Los muckrakers surgieron oficialmente en 1906. Pero casi un cuarto de siglo antes, en 1883, John Swinton ya les había sacado los colores a sus compañeros de banquete. Aquel redactor jefe del New York Times se desmarcó de las palmaditas en la espalda con un discurso ante los principales colegas de profesión que daba idea de qué pasaba en los Estados Unidos de América, una joven y, ya entonces, corrupta nación. “Vosotros lo sabéis y yo también, y menuda estupidez es ésta de brindar aquí ¡por una prensa independiente! Somos las herramientas y los lacayos de los ricos, que permanecen entre bastidores. Somos sus marionetas. Ellos mueven los hilos y nosotros bailamos”.
El amarillismo fue objeto de ataques: '¿Por qué atender a los hechos cuando hay diatribas a mano?', se pregunta con ironía Hapgood
La denuncia alcanzaba a los propios denunciantes, y así vemos entre estos ilustres pepitos grillo de la vida norteamericana a Norman Hapgood, que arremetió contra la “epidemia de la vida pública” desde las páginas de Collier's. Se refería al amarillismo. Y, en particular, a su bestia negra, Hearst y sus publicaciones. Aunque no exclusivamente. Era toda una escuela: “¿Por qué atender a los hechos cuando hay diatribas a mano? El periodismo amarillo más descarnado está siendo imitado en incontables publicaciones. Todas dispuestas a vociferar más alto que Lawson, Hearst o Russell”, escribe Hapgood en marzo de 1905.
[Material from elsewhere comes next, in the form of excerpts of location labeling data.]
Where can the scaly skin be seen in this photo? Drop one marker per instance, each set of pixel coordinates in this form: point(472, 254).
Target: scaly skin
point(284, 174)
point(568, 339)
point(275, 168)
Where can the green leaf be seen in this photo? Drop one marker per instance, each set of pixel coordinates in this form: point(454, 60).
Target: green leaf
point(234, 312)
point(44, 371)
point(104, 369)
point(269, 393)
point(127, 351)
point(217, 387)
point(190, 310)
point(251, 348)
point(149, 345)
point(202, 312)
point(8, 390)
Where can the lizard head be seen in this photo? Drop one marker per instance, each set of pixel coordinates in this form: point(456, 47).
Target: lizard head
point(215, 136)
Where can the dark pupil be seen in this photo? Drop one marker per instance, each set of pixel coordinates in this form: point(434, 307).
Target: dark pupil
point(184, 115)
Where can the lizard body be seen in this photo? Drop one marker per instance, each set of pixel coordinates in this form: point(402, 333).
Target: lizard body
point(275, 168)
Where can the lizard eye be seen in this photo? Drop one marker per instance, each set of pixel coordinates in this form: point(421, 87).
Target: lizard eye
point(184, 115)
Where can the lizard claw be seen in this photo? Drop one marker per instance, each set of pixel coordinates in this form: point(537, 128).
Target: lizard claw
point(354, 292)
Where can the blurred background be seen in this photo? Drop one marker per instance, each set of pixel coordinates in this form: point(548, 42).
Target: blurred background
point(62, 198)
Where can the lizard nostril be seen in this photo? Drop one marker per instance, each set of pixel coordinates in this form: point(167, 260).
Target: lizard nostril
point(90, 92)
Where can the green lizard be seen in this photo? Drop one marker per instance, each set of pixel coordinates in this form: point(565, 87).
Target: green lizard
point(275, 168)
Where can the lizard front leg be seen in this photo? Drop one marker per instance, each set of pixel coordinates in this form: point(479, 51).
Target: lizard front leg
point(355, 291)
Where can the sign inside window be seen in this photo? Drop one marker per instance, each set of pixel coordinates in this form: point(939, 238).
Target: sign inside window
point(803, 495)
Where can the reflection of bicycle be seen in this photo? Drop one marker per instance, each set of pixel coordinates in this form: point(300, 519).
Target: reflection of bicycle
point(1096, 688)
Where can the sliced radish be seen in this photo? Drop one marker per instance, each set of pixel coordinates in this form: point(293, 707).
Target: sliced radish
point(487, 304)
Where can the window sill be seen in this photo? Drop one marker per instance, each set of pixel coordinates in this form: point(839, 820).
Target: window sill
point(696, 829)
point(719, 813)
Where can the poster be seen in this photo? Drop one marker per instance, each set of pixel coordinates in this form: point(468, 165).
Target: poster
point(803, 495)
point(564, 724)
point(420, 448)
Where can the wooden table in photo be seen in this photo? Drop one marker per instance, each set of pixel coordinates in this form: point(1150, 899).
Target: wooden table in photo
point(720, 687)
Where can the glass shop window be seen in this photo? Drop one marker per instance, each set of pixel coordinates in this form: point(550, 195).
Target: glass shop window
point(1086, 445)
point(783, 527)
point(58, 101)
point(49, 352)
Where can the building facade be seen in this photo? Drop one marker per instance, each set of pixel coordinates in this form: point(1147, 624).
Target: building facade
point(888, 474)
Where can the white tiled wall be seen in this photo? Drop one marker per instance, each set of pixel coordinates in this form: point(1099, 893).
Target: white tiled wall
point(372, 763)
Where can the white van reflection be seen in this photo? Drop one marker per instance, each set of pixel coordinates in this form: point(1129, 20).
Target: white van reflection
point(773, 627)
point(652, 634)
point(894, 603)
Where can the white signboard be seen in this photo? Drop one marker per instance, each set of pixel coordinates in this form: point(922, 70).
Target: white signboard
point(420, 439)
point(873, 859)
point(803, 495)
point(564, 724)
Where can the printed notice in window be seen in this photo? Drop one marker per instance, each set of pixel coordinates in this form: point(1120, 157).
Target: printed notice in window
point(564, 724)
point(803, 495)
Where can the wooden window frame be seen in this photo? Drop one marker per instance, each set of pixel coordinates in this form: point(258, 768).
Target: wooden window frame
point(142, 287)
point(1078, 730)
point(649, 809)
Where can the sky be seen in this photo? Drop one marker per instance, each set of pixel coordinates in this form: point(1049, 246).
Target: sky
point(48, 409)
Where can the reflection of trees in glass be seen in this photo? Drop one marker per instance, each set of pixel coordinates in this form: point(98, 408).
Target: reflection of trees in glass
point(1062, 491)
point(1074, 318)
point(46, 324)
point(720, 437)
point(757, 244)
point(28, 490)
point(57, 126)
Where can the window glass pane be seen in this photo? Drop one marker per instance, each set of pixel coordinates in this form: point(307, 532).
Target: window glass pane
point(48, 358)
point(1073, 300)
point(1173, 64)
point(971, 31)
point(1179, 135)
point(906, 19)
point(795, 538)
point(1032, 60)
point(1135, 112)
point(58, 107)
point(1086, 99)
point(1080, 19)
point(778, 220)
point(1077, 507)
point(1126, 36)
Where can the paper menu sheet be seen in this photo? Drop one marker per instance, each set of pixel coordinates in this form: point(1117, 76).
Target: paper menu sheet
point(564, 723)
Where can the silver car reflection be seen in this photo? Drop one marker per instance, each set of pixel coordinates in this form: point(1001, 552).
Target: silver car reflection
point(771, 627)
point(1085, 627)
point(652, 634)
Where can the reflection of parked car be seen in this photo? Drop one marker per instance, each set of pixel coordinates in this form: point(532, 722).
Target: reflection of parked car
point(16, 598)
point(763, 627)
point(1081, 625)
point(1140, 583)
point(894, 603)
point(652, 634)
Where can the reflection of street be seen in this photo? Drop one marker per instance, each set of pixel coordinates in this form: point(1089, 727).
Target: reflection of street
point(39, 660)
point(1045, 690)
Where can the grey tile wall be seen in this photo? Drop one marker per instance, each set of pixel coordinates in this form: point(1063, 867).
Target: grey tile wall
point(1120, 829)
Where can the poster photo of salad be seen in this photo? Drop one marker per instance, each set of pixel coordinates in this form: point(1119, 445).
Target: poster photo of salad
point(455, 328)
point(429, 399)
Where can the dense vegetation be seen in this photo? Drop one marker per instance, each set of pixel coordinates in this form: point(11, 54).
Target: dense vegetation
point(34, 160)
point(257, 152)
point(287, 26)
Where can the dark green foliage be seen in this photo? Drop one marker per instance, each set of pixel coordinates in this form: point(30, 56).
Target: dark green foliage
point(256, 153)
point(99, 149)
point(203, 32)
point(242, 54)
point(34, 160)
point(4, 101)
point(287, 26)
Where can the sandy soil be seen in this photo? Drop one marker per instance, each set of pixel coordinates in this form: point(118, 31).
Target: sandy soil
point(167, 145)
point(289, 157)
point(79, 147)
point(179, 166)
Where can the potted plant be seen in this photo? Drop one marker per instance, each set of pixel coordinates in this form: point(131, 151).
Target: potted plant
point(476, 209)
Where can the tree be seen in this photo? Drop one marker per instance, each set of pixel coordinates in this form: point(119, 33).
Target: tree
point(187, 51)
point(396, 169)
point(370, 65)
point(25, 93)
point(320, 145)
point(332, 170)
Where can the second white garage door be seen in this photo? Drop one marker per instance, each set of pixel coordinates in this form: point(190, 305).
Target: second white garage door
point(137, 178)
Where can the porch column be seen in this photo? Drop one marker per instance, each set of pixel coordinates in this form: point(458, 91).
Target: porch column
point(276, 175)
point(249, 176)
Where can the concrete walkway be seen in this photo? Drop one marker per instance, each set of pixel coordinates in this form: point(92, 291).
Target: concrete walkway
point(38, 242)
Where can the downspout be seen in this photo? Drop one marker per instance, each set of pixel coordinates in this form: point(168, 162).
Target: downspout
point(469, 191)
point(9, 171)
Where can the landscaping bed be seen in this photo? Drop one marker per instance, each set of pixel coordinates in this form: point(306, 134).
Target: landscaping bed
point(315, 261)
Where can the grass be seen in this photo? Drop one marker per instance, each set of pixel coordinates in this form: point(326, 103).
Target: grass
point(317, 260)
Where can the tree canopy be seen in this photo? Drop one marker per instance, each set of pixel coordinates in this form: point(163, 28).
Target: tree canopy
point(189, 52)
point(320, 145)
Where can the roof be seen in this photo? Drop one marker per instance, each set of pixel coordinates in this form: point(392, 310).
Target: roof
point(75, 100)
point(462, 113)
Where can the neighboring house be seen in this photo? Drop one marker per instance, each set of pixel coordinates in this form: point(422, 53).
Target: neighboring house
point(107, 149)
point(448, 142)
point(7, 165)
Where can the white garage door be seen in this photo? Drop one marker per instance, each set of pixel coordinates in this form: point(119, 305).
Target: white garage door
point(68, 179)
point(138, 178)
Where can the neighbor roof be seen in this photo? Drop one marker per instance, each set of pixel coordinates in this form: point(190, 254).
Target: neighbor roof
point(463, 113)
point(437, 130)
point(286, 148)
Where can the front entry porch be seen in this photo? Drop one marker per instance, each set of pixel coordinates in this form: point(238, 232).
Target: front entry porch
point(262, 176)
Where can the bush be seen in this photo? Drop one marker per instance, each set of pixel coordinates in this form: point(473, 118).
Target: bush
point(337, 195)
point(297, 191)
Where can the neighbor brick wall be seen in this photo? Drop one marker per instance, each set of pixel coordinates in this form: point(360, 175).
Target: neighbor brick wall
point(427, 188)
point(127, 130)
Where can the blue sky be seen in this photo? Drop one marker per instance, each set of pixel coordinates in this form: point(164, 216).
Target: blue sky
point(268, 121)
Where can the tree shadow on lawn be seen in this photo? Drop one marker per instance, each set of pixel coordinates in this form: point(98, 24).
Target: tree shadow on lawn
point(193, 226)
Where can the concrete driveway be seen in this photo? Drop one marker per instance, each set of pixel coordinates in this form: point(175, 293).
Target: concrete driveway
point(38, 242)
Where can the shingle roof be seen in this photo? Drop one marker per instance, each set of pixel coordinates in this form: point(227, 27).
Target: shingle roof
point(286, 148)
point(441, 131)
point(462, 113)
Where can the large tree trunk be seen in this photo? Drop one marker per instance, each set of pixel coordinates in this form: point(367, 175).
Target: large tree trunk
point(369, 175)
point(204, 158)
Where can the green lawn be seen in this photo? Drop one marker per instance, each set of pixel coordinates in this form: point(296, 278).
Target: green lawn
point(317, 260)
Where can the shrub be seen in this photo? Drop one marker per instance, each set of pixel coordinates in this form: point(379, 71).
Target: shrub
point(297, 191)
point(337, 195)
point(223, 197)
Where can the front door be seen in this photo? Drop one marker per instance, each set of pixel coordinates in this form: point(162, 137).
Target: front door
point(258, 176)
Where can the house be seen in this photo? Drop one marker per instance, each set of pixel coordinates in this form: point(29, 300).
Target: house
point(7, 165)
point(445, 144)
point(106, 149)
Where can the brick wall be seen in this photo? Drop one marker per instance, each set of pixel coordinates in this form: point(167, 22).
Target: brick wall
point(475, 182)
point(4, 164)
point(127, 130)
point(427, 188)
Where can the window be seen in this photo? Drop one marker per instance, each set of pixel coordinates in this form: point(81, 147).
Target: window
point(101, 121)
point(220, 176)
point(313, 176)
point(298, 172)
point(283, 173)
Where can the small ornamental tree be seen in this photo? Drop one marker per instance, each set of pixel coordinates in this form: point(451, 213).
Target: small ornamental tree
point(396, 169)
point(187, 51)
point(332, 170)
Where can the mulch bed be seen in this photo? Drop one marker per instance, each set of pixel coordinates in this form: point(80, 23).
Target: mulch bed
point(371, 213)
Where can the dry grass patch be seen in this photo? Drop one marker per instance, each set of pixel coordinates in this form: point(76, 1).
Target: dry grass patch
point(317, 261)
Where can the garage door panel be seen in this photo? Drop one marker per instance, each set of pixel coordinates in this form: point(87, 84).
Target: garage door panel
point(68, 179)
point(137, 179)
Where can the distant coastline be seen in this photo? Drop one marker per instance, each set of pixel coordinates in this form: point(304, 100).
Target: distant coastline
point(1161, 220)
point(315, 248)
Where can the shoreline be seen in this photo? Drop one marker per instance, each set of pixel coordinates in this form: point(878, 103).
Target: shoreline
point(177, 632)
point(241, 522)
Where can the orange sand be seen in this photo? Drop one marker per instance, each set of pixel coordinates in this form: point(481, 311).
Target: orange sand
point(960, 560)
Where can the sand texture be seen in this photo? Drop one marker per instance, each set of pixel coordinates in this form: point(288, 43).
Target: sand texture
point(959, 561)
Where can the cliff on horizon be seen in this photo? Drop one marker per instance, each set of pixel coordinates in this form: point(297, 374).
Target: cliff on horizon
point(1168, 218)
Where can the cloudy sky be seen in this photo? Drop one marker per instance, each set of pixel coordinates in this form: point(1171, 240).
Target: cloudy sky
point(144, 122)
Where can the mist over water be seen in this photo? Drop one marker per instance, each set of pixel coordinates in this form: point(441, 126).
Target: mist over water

Profesionales como Will Irwin diseccionaron el amarillismo. Interesante en el artículo reproducido es el reflejo que hace Irwin de la irrupción en los periódicos de otra clase de noticias, "o supuestas noticias": "La simple tontería". Contenidos ligeros, pintorescos, superficiales... Pero que daban lectores. ¿Les suena? Al bueno de Irwin le habría dado grima asomarse a parte de la prensa actual.
Vidas curiosas, como la de Nellie Bly, que dio la vuelta al mundo convertida en reportera todo terreno, y anécdotas como el origen del nombre Teddy Bear -osito de peluche en inglés-, relacionada de forma tangencial con la historia de los muckrakers y con Theodore Roosevelt, alimentan también las páginas de este volumen, de lectura obligada para periodistas del siglo XXI y recomendable para cualquiera, se dedique o no a este oficio, esa curiosa palabra que tan poco le gusta al editor del libro.